Original recipe from EveryPlate.com

1 Roma tomato, finely chopped
5 cloves garlic, thinly sliced
1 lemon
1 Tbsp Tuscan Seasoning
4 oz Linguine pasta
1 oz cream cheese
Shredded Parmesan cheese

Bring a large pot of salted water to boil. Once boiling, add pasta and cook until al dente, about 9-11 minutes. Reserve 1/2 cup of pasta cooking water, then drain. 

Heat a large pan over medium-high heat. Zest and cut lemon in half. Add lemon halves to the pan, cut sides down, and cook until charred, 3-4 minutes. Remove from pan and set aside. 
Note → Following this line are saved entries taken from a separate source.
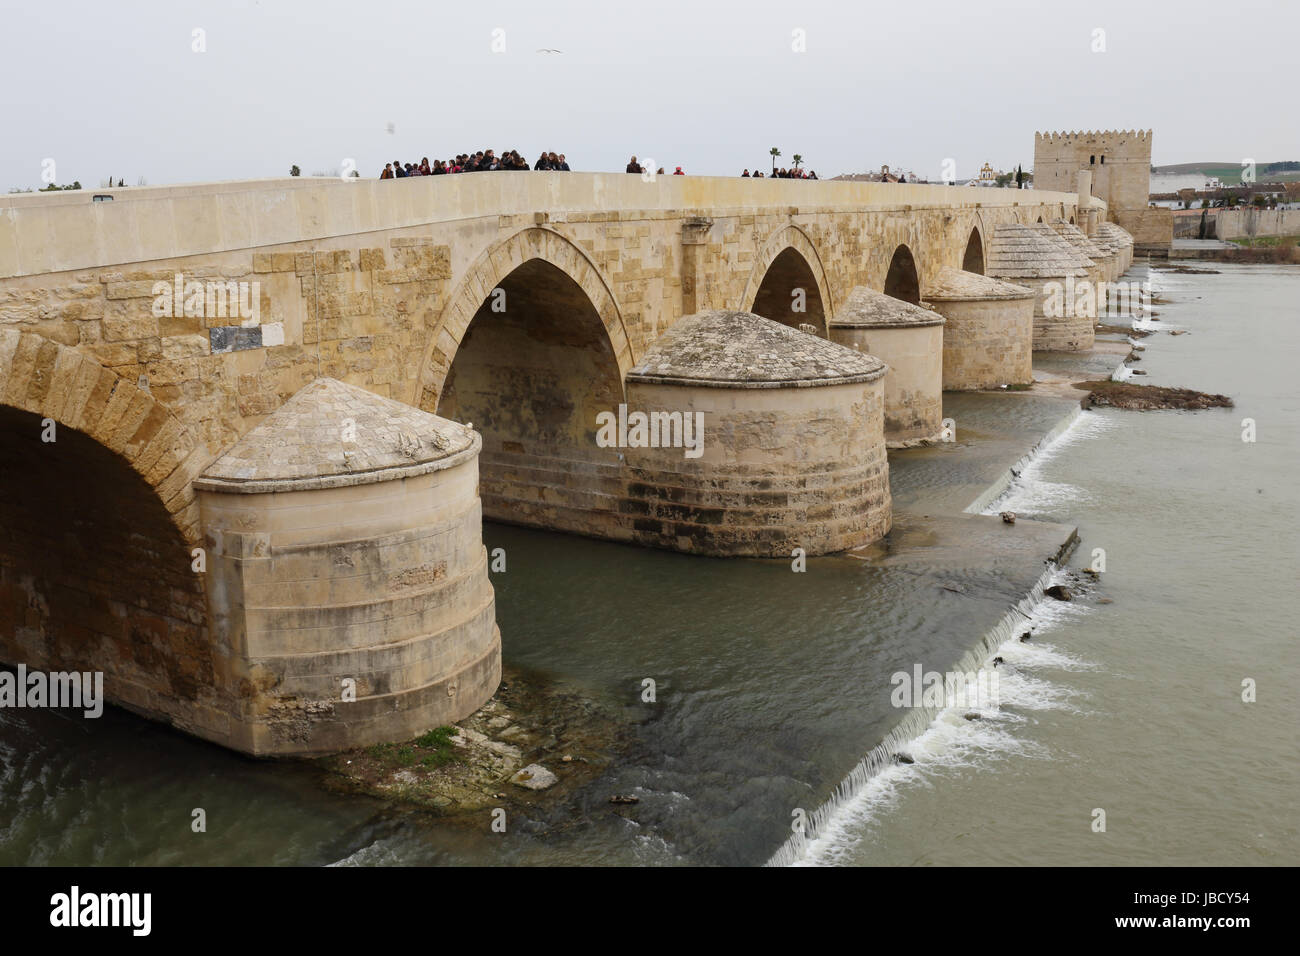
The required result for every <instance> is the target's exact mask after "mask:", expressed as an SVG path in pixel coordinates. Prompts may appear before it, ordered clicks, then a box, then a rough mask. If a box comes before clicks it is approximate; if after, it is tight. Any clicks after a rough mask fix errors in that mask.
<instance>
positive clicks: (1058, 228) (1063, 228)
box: [1052, 219, 1106, 263]
mask: <svg viewBox="0 0 1300 956" xmlns="http://www.w3.org/2000/svg"><path fill="white" fill-rule="evenodd" d="M1052 228H1053V229H1054V230H1056V232H1057V235H1060V237H1061V238H1062V239H1065V241H1066V242H1069V243H1070V246H1071V247H1074V251H1075V252H1078V254H1079V255H1082V256H1083V258H1086V259H1088V260H1091V261H1092V263H1096V261H1097V260H1100V259H1105V258H1106V254H1105V252H1102V251H1101V248H1100V247H1099V246H1097V243H1095V242H1093V241H1092V239H1089V238H1088V237H1087V234H1084V232H1083V230H1082V229H1079V226H1076V225H1075V224H1074V222H1067V221H1066V220H1063V219H1057V220H1053V221H1052Z"/></svg>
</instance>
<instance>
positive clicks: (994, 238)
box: [988, 222, 1093, 280]
mask: <svg viewBox="0 0 1300 956" xmlns="http://www.w3.org/2000/svg"><path fill="white" fill-rule="evenodd" d="M1092 265H1093V263H1091V261H1088V260H1084V259H1083V258H1082V256H1080V255H1078V254H1076V252H1075V251H1074V250H1073V248H1070V245H1069V243H1067V242H1066V241H1065V239H1062V238H1061V237H1060V235H1057V234H1056V230H1054V229H1052V226H1049V225H1047V224H1035V225H1032V226H1028V225H1023V224H1019V222H1004V224H1002V225H1000V226H997V228H995V229H993V238H992V241H991V242H989V245H988V274H989V276H995V277H997V278H1011V280H1017V278H1061V277H1065V276H1075V277H1076V278H1083V277H1086V276H1087V274H1088V269H1089V268H1092Z"/></svg>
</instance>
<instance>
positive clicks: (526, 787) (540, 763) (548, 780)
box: [510, 763, 559, 790]
mask: <svg viewBox="0 0 1300 956" xmlns="http://www.w3.org/2000/svg"><path fill="white" fill-rule="evenodd" d="M510 782H511V783H513V784H515V786H516V787H524V788H525V790H546V788H547V787H554V786H555V784H556V783H559V778H558V777H556V775H555V774H552V773H551V771H550V770H547V769H546V767H543V766H542V765H541V763H529V765H528V766H526V767H524V769H523V770H516V771H515V774H513V775H512V777H511V778H510Z"/></svg>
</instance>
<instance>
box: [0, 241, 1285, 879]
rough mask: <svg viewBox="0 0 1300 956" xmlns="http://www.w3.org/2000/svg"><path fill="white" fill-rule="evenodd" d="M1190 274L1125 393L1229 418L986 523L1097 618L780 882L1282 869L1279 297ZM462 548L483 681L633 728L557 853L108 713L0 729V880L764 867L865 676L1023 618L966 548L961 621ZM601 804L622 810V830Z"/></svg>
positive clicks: (1103, 439) (861, 807)
mask: <svg viewBox="0 0 1300 956" xmlns="http://www.w3.org/2000/svg"><path fill="white" fill-rule="evenodd" d="M1144 268H1145V267H1138V268H1136V269H1135V273H1141V272H1143V269H1144ZM1213 268H1218V269H1221V271H1222V273H1221V274H1213V276H1209V274H1173V273H1165V272H1161V273H1158V274H1157V282H1158V285H1160V287H1161V289H1162V293H1164V295H1165V297H1166V298H1167V302H1166V303H1164V304H1161V306H1160V307H1158V310H1160V321H1158V323H1152V325H1153V326H1154V328H1161V329H1175V328H1183V329H1187V330H1188V332H1190V333H1191V334H1187V336H1179V337H1170V336H1167V334H1162V333H1158V334H1153V336H1151V337H1148V338H1147V339H1144V342H1145V345H1147V350H1145V351H1144V352H1143V362H1141V364H1140V368H1143V369H1144V371H1147V372H1148V373H1149V375H1148V376H1147V378H1145V381H1148V382H1151V384H1171V385H1187V386H1192V388H1197V389H1203V390H1209V392H1225V393H1229V394H1231V395H1232V397H1234V398H1235V399H1236V406H1238V407H1236V408H1234V410H1216V411H1205V412H1148V414H1139V412H1128V411H1114V410H1097V411H1089V412H1084V414H1083V415H1080V416H1079V418H1078V419H1076V420H1075V423H1074V424H1073V425H1071V427H1070V428H1069V429H1067V431H1066V432H1065V434H1063V436H1062V437H1061V438H1058V440H1057V441H1056V442H1053V444H1052V445H1050V446H1048V447H1047V449H1045V450H1044V451H1043V454H1040V455H1039V457H1037V458H1036V459H1035V462H1034V463H1032V464H1031V466H1030V467H1028V468H1027V470H1026V471H1023V472H1022V475H1021V477H1019V479H1018V480H1017V483H1015V484H1014V485H1013V486H1011V489H1010V490H1009V493H1008V496H1006V497H1005V498H1004V499H1001V501H998V502H995V503H993V505H992V506H991V507H992V510H995V511H996V510H1002V509H1011V510H1014V511H1017V512H1018V514H1021V515H1024V516H1035V518H1041V519H1044V520H1048V522H1057V523H1061V524H1065V525H1078V527H1079V532H1080V536H1082V544H1080V546H1079V549H1078V550H1076V551H1075V557H1074V559H1073V561H1074V563H1075V564H1079V566H1083V564H1088V563H1091V562H1092V561H1093V558H1092V553H1093V549H1096V548H1102V549H1104V550H1105V571H1104V574H1102V575H1101V576H1100V581H1099V584H1097V588H1096V592H1095V597H1100V598H1101V602H1099V601H1097V600H1089V601H1075V602H1069V604H1066V602H1054V601H1049V600H1048V601H1041V602H1039V604H1036V605H1035V606H1034V607H1032V609H1031V610H1030V614H1031V615H1032V617H1034V618H1035V622H1034V627H1035V633H1034V639H1032V640H1031V641H1028V643H1019V641H1015V640H1013V641H1010V643H1008V644H1006V645H1004V646H1002V648H1001V649H998V650H997V652H996V653H997V654H998V656H1001V657H1004V659H1005V663H1004V666H1002V667H1001V669H1000V676H1001V680H1000V685H998V687H1000V700H998V705H997V706H996V708H992V709H987V710H983V711H982V713H980V718H982V719H978V721H969V719H965V717H963V714H962V713H956V711H954V713H944V714H941V715H940V717H939V718H937V719H936V721H935V722H933V723H932V724H931V726H930V727H920V728H918V731H917V732H918V734H919V735H920V736H919V739H917V740H913V741H909V743H907V745H906V750H907V753H909V754H910V756H911V757H913V760H914V761H915V762H914V763H910V765H897V763H893V762H891V761H885V762H883V763H881V767H883V769H880V771H879V773H872V774H867V775H865V778H863V779H859V780H857V782H855V783H854V786H853V787H849V788H848V790H846V791H845V799H844V800H842V801H840V803H839V804H837V805H836V806H835V808H831V809H829V810H828V813H827V816H826V823H824V826H823V827H822V829H820V831H819V832H818V835H816V839H815V840H813V842H811V843H810V844H807V845H806V847H800V848H798V852H797V853H789V852H785V853H783V855H779V857H777V861H780V862H788V861H793V862H811V864H861V865H881V864H888V865H893V864H901V865H914V864H1030V862H1037V864H1277V862H1295V860H1296V857H1297V852H1296V851H1297V848H1300V817H1297V812H1296V808H1295V793H1296V790H1297V788H1296V784H1297V771H1296V762H1295V756H1296V748H1295V731H1296V726H1297V717H1300V708H1297V705H1296V700H1295V695H1294V688H1295V687H1296V685H1297V679H1300V663H1297V656H1296V653H1295V649H1294V648H1295V640H1296V628H1295V624H1294V623H1292V615H1291V614H1290V604H1291V601H1292V600H1294V597H1295V592H1296V588H1295V585H1296V580H1295V567H1296V557H1297V555H1296V550H1297V548H1296V545H1297V538H1296V527H1297V516H1300V515H1297V511H1300V490H1297V486H1296V483H1295V480H1294V475H1295V472H1296V464H1297V463H1300V460H1297V445H1296V438H1297V434H1300V428H1297V427H1300V398H1297V388H1296V385H1295V381H1296V377H1295V372H1294V359H1292V358H1291V356H1294V355H1295V354H1297V347H1300V332H1297V323H1296V319H1297V316H1296V304H1295V303H1296V302H1297V300H1300V269H1295V268H1287V267H1262V265H1258V267H1236V265H1214V267H1213ZM953 401H954V402H957V401H958V399H957V397H954V399H953ZM1021 407H1022V408H1024V410H1032V408H1036V406H1032V405H1030V403H1026V405H1023V406H1021ZM1024 414H1026V415H1027V414H1028V412H1027V411H1026V412H1024ZM1031 418H1032V416H1031ZM1243 418H1252V419H1255V421H1256V441H1255V442H1249V444H1248V442H1243V441H1242V419H1243ZM958 420H959V421H965V420H967V418H958ZM945 454H948V458H940V457H936V458H935V459H933V460H932V462H931V463H930V466H927V467H928V471H927V480H932V481H937V483H943V481H944V479H945V476H949V477H950V479H952V480H954V481H956V480H958V479H959V475H961V468H959V462H961V454H959V453H957V451H953V453H945ZM918 473H919V472H918ZM898 494H900V497H901V498H902V499H906V497H907V492H906V489H902V488H900V489H898ZM485 537H486V542H487V546H489V548H497V546H502V548H506V550H507V554H508V557H510V563H508V571H507V572H506V574H504V575H499V576H497V578H494V585H495V588H497V596H498V617H499V620H500V627H502V635H503V653H504V657H506V659H507V661H508V662H511V663H512V665H515V666H521V667H526V669H532V670H534V671H538V672H541V674H543V675H546V676H549V678H551V679H554V680H556V682H558V683H559V684H560V685H562V687H564V688H568V689H573V691H576V692H578V693H582V695H585V696H590V697H594V698H598V700H601V701H602V702H604V704H607V705H608V706H610V708H611V709H614V710H615V711H617V713H620V714H623V715H624V718H625V719H627V722H628V726H629V727H630V728H632V730H633V735H632V736H633V739H634V747H633V749H632V752H630V753H628V754H627V756H625V758H624V760H623V761H620V763H619V765H617V766H616V767H615V769H614V770H611V771H610V775H608V779H606V780H602V782H601V784H599V786H598V787H594V788H591V790H590V792H584V793H582V795H580V796H578V797H577V800H576V804H575V805H572V806H565V808H563V813H562V814H560V816H564V818H565V819H568V821H569V823H568V825H567V826H555V821H554V819H520V821H517V822H515V823H512V826H511V829H510V830H508V832H507V834H491V832H490V830H489V829H487V827H486V826H448V825H446V823H445V822H441V821H438V819H437V818H433V817H429V816H426V814H422V813H419V812H406V810H399V809H393V808H387V806H385V805H382V804H380V803H378V801H374V800H370V799H367V797H354V796H343V795H338V793H331V792H328V791H324V790H322V788H321V787H320V786H318V780H317V777H316V774H315V773H313V771H312V770H311V769H309V767H304V766H302V765H295V763H276V762H264V761H253V760H247V758H243V757H239V756H237V754H233V753H229V752H225V750H222V749H220V748H216V747H212V745H208V744H204V743H201V741H196V740H192V739H190V737H186V736H183V735H181V734H177V732H174V731H170V730H168V728H165V727H160V726H157V724H153V723H149V722H147V721H143V719H139V718H135V717H133V715H130V714H126V713H122V711H118V710H114V709H109V710H107V711H105V715H104V717H103V718H100V719H99V721H82V719H77V718H73V717H69V715H64V714H60V713H55V711H27V710H22V711H19V710H5V711H0V864H3V865H14V864H72V865H81V864H133V865H142V864H144V865H147V864H161V865H168V864H187V865H195V864H212V865H244V864H273V865H282V864H294V865H324V864H359V865H374V864H530V865H539V864H582V862H590V864H653V865H675V864H723V865H757V864H762V862H766V861H770V860H772V858H774V855H777V853H779V851H780V849H781V847H783V843H784V842H785V839H787V836H788V835H789V834H790V818H792V812H793V810H794V809H798V808H806V809H807V810H813V809H815V808H816V806H818V805H819V804H824V801H826V799H827V796H828V795H829V793H831V792H832V791H833V790H835V788H836V786H837V784H839V783H840V782H841V780H842V779H844V778H845V777H848V775H849V774H850V770H852V769H853V767H854V766H855V765H857V763H858V762H859V761H861V760H862V758H863V757H865V756H866V754H868V753H870V752H871V749H872V748H874V747H875V745H876V744H878V743H879V741H880V736H881V728H884V727H889V726H892V724H893V723H896V722H897V713H896V711H892V710H891V708H889V701H888V688H887V687H884V688H883V683H881V675H883V674H888V672H889V671H892V670H897V669H906V667H910V663H911V662H913V661H917V659H931V658H933V659H950V661H953V662H956V657H954V653H956V652H954V649H958V648H971V646H975V645H976V644H978V643H979V641H980V639H982V637H984V636H985V635H987V633H988V630H989V624H991V622H995V620H998V619H1000V618H1002V617H1004V614H1005V611H1006V609H1008V607H1009V606H1010V605H1013V604H1014V602H1015V601H1018V600H1019V598H1021V597H1023V593H1024V588H1023V584H1021V585H1015V587H1013V583H1011V579H1010V578H1008V576H1006V575H1005V574H1004V572H1002V568H995V567H992V562H984V561H982V557H980V553H979V550H978V546H976V545H978V540H976V538H971V550H970V551H969V553H967V555H966V558H967V559H966V561H958V562H949V563H948V564H946V566H945V567H944V568H943V575H944V579H945V581H949V583H950V585H952V589H953V591H954V592H961V593H959V594H954V593H952V592H946V591H945V592H936V588H935V580H933V576H927V575H924V574H918V572H917V568H915V567H911V566H896V564H888V563H883V564H872V563H867V562H861V561H850V559H845V558H826V559H816V561H813V562H810V564H809V572H807V574H792V568H790V567H789V563H788V562H749V561H714V559H701V558H692V557H689V555H679V554H671V553H658V551H650V550H643V549H637V548H629V546H623V545H615V544H608V542H599V541H589V540H584V538H577V537H569V536H563V535H550V533H542V532H533V531H525V529H520V528H511V527H504V525H487V527H486V528H485ZM1027 559H1028V558H1027V557H1026V561H1027ZM985 563H988V564H989V566H987V567H985V566H984V564H985ZM1022 576H1023V575H1022ZM945 654H946V656H948V657H946V658H945V657H944V656H945ZM647 678H649V679H653V680H654V682H655V685H656V697H658V700H656V704H655V705H653V706H647V705H646V704H645V702H643V701H642V700H641V693H642V687H643V682H645V679H647ZM1243 679H1253V680H1255V682H1257V700H1256V701H1255V702H1243V701H1242V682H1243ZM883 691H884V692H883ZM612 792H619V793H634V795H636V796H638V797H640V800H641V803H640V804H638V805H637V806H636V810H634V812H633V813H614V812H611V809H610V808H608V805H607V797H608V795H610V793H612ZM198 808H201V809H203V810H204V813H205V817H207V831H205V832H201V834H196V832H194V830H192V829H191V821H192V812H194V810H195V809H198ZM1097 809H1102V810H1105V814H1106V816H1105V819H1106V830H1105V832H1093V819H1095V810H1097ZM558 813H559V812H558Z"/></svg>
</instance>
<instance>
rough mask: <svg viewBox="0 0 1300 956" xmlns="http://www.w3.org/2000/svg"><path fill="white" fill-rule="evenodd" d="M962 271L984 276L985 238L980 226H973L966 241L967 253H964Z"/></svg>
mask: <svg viewBox="0 0 1300 956" xmlns="http://www.w3.org/2000/svg"><path fill="white" fill-rule="evenodd" d="M962 269H963V271H965V272H974V273H976V274H979V276H983V274H984V237H983V235H980V232H979V224H976V225H974V226H971V233H970V237H967V239H966V251H965V252H962Z"/></svg>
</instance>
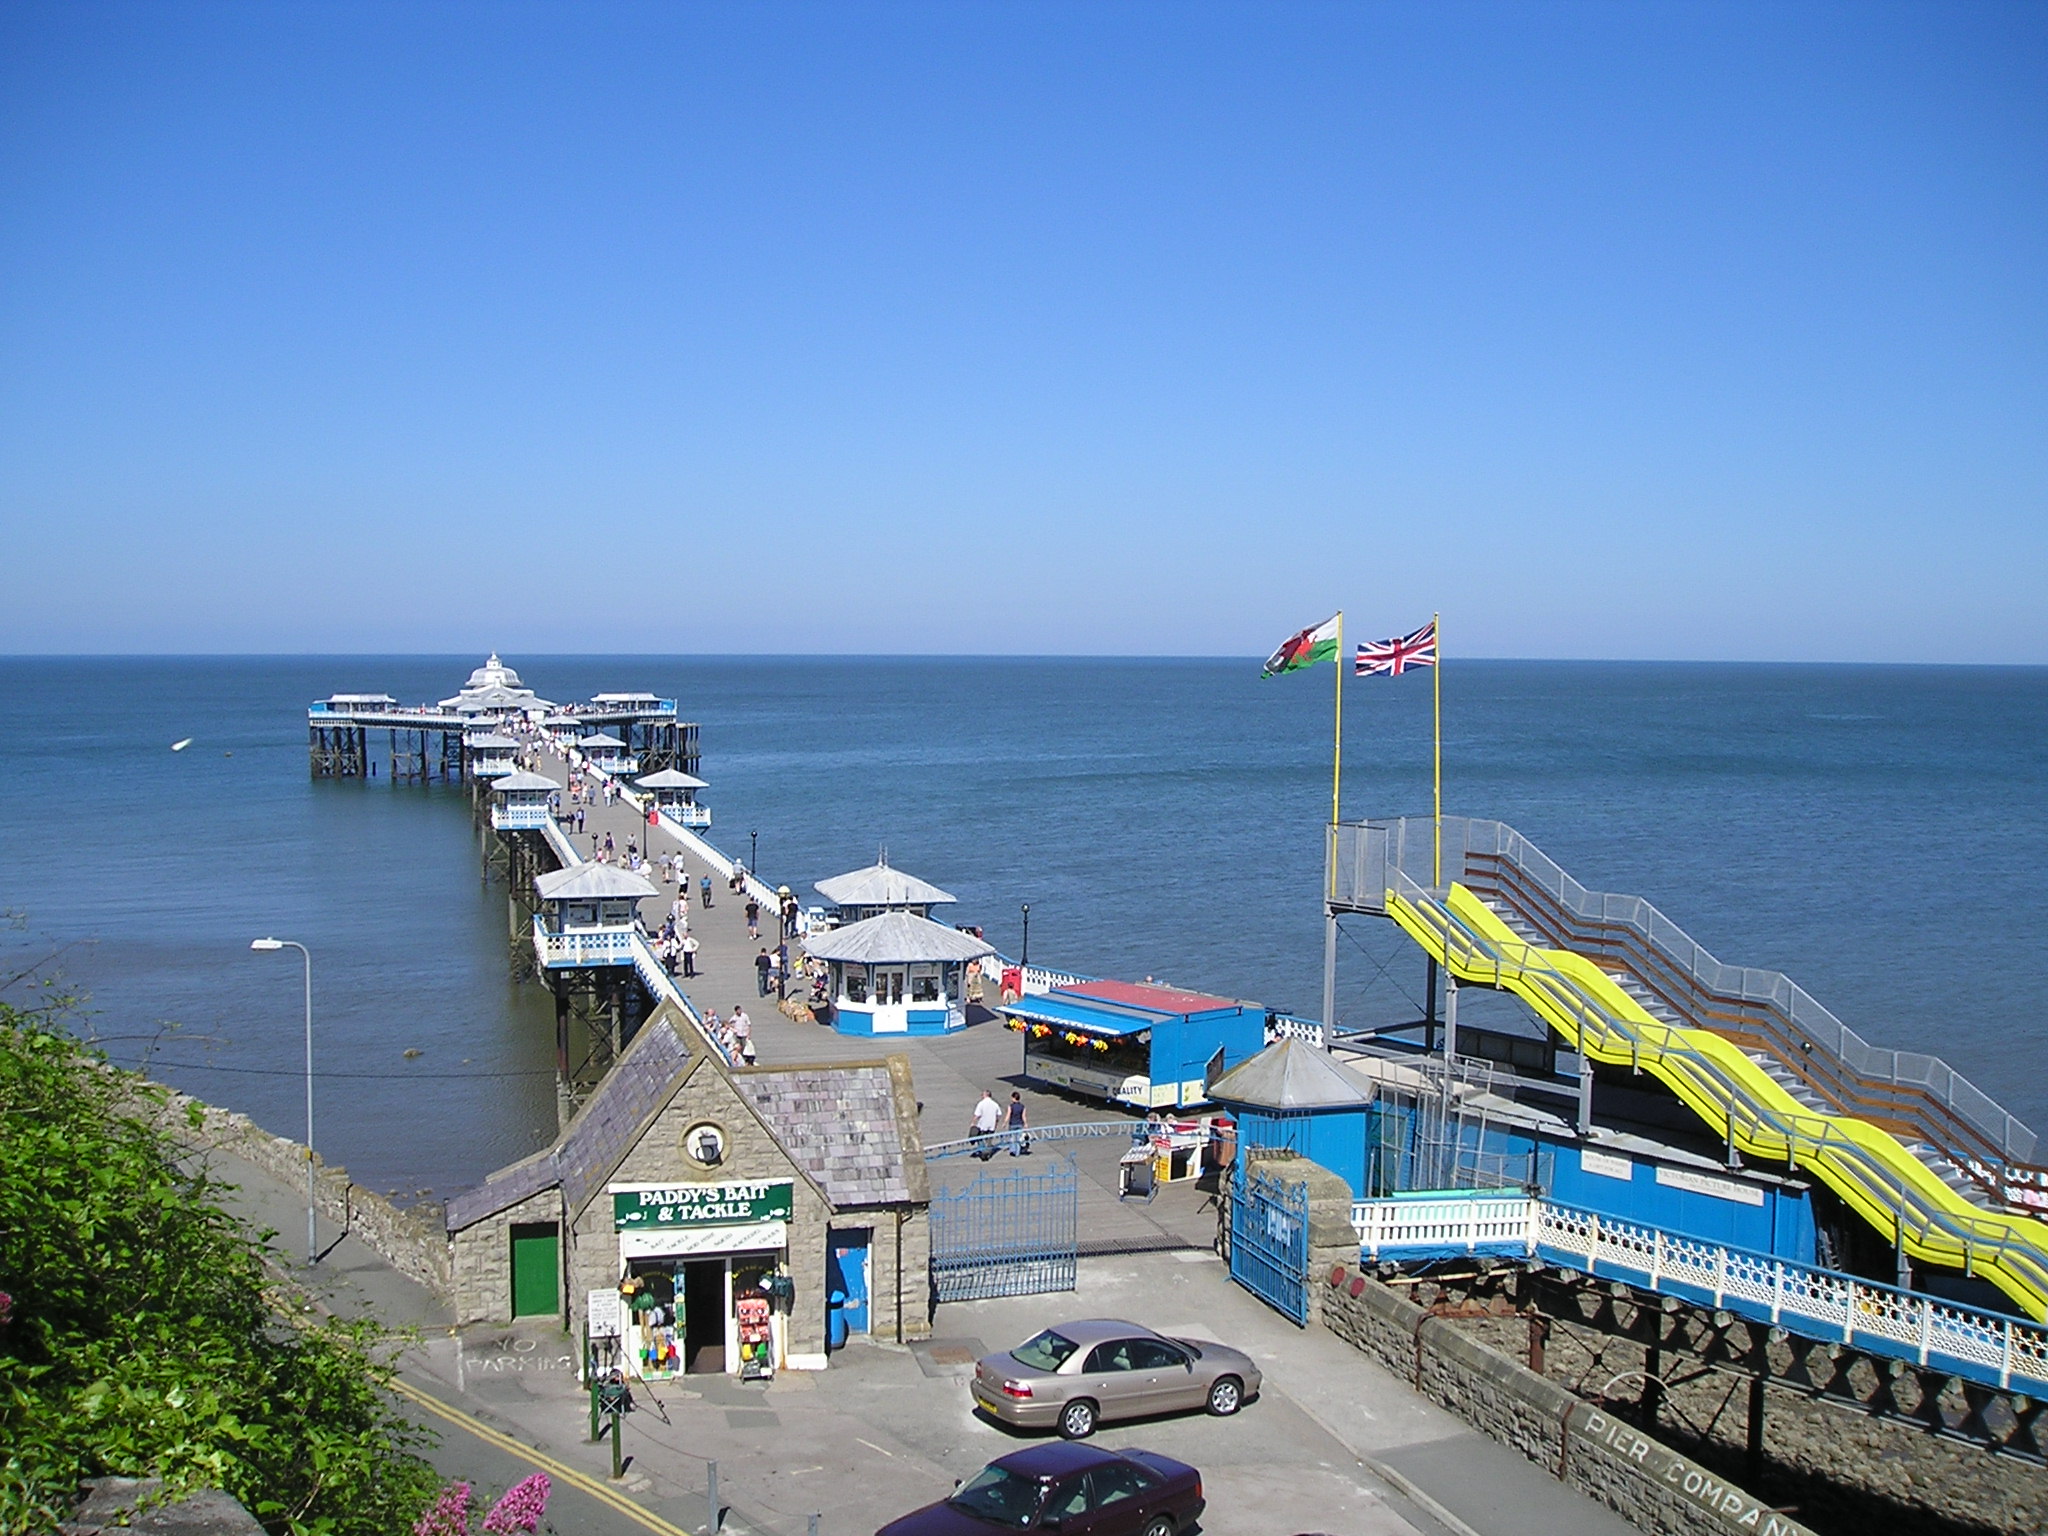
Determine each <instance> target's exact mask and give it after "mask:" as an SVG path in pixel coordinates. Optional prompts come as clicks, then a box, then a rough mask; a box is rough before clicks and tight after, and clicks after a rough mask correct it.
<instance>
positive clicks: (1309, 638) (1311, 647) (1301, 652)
mask: <svg viewBox="0 0 2048 1536" xmlns="http://www.w3.org/2000/svg"><path fill="white" fill-rule="evenodd" d="M1339 618H1343V614H1331V616H1329V618H1325V621H1323V623H1321V625H1315V627H1313V629H1305V631H1300V633H1298V635H1294V637H1292V639H1288V641H1282V645H1280V649H1278V651H1274V653H1272V655H1268V657H1266V670H1264V672H1262V674H1260V676H1262V678H1272V676H1276V674H1280V672H1298V670H1300V668H1307V666H1315V664H1317V662H1335V659H1337V621H1339Z"/></svg>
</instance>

Heat a drizzle of olive oil in the same pan over medium-high heat. Add sliced garliec and cook until garlic is fragrant, about 1 minute. Add tomato, Tuscan seasoning, salt, and pepper (to taste). Cook until tomato softened, 2-3 minutes. Whisk in cream cheese and 1/4 cup of the reserved pasta water. Bring to a simmer, and stir until cheese melts and is well incorporated. Stir in pasta and lemon zest. Slowly add splashes of remaining pasta water as necessary until everything is coated in a creamy sauce. 

Divide between bowls and top with parmesan cheese. Serve with charred lemon halves on the side and squeeze over finished dish to taste. 

My Notes:
If you're going for a non-kosher meal, you can add some cubed chicken in with the pasta, which is how the original recipe came out. It's pretty good--nice spice with the Tuscan seasoning and a really quick way to dress the pasta. I'll have a couple more variations on this theme coming up.